Many colleges and universities are investing millions of dollars to repurpose or even expand libraries to make room for collaborative learning, technology centers, dining areas, research support and other academic services.
While 98 percent of librarians in a 2015 Gale/Library Journal survey wished for better communication with faculty, only 45 percent of faculty expressed the same wish.
This gap presents both a challenge and an opportunity for libraries to make a case for their usefulness to faculty, in both their teaching and scholarship.
To academic librarians, the serials crisis—the budget squeeze caused by the rising cost of subscriptions to scholarly journals—is old news.
Library spending on serials rose 402 percent between 1986 and 2012, according to the Association of Research Libraries, and costs for individual subscriptions rose by an average of 12 percent over the past two years alone, a Library Journal survey found.

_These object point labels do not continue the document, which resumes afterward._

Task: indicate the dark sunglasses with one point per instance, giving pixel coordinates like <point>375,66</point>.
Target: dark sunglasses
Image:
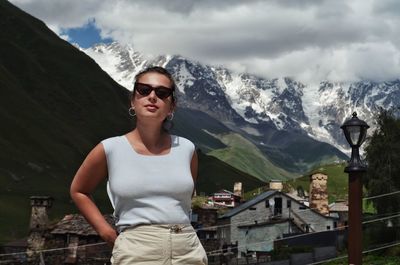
<point>145,90</point>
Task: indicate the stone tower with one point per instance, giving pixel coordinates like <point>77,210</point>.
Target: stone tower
<point>319,193</point>
<point>237,189</point>
<point>38,225</point>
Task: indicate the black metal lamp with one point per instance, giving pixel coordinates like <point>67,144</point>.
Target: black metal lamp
<point>355,131</point>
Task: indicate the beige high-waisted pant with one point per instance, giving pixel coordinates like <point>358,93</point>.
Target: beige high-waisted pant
<point>158,245</point>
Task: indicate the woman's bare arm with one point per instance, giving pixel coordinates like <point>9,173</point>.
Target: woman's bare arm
<point>92,171</point>
<point>194,165</point>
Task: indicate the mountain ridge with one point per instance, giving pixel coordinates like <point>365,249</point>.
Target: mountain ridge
<point>287,104</point>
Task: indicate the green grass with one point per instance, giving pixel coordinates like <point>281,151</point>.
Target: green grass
<point>245,156</point>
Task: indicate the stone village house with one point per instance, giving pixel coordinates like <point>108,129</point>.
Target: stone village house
<point>255,225</point>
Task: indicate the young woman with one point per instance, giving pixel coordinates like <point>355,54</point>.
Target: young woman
<point>151,176</point>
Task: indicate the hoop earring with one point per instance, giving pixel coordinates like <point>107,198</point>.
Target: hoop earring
<point>132,112</point>
<point>170,116</point>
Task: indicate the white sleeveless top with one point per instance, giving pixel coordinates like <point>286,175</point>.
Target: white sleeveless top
<point>145,189</point>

Five years ago, a researcher in Kazakhstan frustrated at the inaccessibility and cost of so many scholarly journals launched Sci-Hub, a website that today provides quick, free access to 47 million articles, often by illegally bypassing paywalls.
A recent article in Science found that in a single six-month period, Sci-Hub received requests for a staggering 28 million papers.
To the publishers whose copyrights are being subverted, Sci-Hub is nothing but piracy.
Librarians and their advocates are also pushing for systemic change: a transition away from the subscription-based model of scholarly communication and toward open access. This transition to free availability of published research is one librarians say university administrators should work to accelerate.